Some of it has gone toward website development and paying for an
attorney to do our nonprofit stuff. And we’ve got T-shirts and mugs so
people can support us that way.
Can
you make a T-shirt or a mug that explains why being “colorblind” is not
good? For people who don’t know they don’t know? Please?
Colorblind
is a way to say “I got everything I have in life because I worked hard
for it, and you can too.” Colorblind gives us the bootstrap theory, that
everyone should pull themselves up. That’s fine. But generational
wealth in this country is an actual thing. And the fact that your
parents or grandparents may have actually benefitted from the GI bill,
or were not treated poorly when they were in the armed services, or got
to have loans for their houses or their businesses... I mean really, if
you are still in 2016 saying that you are colorblind, I am so concerned
about your lack of historical knowledge. If you’re not paying attention
to the history, then your colorblind means jack.
You said you couldn’t change the system from the inside. Are
there missteps you made that took you out of that possibility? Is there
something you could’ve done where you didn’t piss so many people off?

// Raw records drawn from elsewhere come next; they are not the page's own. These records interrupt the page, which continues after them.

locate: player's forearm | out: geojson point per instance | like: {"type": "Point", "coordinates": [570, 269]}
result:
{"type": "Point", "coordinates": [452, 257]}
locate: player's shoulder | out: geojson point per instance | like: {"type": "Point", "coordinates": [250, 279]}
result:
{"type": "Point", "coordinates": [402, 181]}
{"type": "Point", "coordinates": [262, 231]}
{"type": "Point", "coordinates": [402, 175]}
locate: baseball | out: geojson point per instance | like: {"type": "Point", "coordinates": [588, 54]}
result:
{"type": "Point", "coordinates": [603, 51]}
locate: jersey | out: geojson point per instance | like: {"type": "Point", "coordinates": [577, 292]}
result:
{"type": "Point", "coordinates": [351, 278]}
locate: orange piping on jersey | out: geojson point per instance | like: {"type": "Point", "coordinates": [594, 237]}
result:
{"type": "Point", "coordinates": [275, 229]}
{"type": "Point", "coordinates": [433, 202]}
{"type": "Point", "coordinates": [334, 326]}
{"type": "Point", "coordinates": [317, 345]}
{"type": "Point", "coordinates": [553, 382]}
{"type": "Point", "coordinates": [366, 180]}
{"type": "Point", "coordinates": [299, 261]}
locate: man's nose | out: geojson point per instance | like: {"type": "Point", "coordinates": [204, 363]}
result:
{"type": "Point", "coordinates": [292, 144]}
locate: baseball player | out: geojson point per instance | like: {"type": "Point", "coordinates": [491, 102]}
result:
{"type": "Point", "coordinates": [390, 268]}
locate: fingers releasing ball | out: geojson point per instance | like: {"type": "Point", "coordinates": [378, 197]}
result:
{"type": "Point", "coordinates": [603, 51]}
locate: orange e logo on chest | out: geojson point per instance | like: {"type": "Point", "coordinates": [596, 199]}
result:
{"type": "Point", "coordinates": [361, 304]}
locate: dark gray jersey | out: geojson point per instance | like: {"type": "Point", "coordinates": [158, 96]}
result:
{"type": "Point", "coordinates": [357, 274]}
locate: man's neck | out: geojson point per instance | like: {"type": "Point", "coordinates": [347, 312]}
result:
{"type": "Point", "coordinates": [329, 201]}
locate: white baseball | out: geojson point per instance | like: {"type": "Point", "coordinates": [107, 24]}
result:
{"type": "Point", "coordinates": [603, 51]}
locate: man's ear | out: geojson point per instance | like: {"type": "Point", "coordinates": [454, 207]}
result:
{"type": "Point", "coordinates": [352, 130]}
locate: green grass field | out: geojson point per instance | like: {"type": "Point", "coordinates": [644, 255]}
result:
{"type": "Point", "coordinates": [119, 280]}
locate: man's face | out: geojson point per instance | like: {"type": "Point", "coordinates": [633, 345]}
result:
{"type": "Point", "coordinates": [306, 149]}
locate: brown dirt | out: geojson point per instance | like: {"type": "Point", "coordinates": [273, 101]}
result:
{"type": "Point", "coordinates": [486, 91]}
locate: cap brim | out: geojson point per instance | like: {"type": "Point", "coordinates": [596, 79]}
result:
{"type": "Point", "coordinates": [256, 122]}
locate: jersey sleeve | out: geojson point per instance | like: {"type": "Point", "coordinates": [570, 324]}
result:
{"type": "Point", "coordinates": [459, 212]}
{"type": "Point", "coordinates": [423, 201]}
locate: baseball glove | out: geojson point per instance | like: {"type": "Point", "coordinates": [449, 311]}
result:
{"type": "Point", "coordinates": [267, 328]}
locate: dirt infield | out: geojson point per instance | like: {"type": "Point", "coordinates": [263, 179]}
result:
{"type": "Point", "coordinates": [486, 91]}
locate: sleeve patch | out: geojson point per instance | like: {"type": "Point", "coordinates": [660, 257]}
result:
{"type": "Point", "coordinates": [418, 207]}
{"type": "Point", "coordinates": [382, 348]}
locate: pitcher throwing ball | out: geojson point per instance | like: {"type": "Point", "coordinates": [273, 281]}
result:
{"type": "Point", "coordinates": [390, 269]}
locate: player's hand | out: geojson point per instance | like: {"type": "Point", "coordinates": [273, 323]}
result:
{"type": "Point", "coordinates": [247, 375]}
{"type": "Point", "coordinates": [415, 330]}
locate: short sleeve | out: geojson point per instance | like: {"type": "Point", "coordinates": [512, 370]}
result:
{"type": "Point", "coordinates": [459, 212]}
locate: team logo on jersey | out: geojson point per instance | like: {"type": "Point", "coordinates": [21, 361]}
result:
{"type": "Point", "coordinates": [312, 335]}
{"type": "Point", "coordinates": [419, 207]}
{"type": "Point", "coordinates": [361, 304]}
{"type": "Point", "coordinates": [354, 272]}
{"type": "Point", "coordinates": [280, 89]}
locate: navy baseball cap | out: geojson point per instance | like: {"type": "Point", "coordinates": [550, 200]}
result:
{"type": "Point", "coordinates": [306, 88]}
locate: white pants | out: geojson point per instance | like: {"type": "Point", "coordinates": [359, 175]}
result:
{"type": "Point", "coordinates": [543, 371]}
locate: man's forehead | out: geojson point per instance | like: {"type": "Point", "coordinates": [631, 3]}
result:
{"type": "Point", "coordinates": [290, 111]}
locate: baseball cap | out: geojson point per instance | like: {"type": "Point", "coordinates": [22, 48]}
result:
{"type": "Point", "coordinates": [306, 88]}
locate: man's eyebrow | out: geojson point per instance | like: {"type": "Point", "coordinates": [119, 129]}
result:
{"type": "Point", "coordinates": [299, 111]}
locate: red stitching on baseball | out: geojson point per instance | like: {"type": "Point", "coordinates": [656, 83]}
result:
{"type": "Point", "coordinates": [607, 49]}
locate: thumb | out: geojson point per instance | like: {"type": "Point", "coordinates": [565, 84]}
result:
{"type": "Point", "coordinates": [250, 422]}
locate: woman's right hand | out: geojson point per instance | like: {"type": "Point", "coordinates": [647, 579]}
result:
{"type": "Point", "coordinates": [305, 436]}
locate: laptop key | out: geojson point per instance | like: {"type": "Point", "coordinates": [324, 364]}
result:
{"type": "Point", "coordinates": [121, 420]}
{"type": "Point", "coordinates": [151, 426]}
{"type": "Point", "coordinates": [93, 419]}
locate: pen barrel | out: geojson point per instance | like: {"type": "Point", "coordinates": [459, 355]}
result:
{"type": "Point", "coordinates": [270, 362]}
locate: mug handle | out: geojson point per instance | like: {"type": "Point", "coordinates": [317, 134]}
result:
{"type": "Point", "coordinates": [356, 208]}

Could you have proposed solutions or come up with nicer ways to say
things?
I think I
came up with nice ways to say things. I imagined myself in this role of a
leader who valued race and equity, so I found myself in places where I
thought I was contributing to how we could make changes, not realizing
that once I left that space, people were just like, “No, we’re not going
to do these things.” Which is why I came up with that phrase that I
continue to say – whiteness protects itself. I feel like, in some ways,
that I was patronized for my contributions. I think I did say things
nicely, and that didn’t get me anywhere. So I started saying things
really bluntly, and then that didn’t get me anywhere. So I don’t know
what I could’ve changed.
You
took a leave of absence without pay. Is that different from quitting
and saying screw you I’m never coming back? Doesn’t that leave the door
open for you to return?
It does, but I won’t. At the time, I needed to retain my health
insurance. That was the biggest part of it. And maybe I was afraid that
what I was going to do next wasn’t going to work. But after three months
of doing this, I realize I don’t have to go back. There’s no way I
could go back after I’ve been free.
I’m
not going to be silent on issues of race. I’m not going to be
complacent. I’m not going to be a good little soldier and fall in line
and let the system destroy children in the process. I couldn’t figure
out how to change the system in the system. In the system, I was
marginalized or punished for trying to change the system. Outside of the
system, I want to disrupt this narrative completely. I want to be an
interrupter.
Dusty
Rhodes is the Education Desk reporter at NPR Illinois. This is an
extended version of an interview that first aired on WUIS 91.9 FM.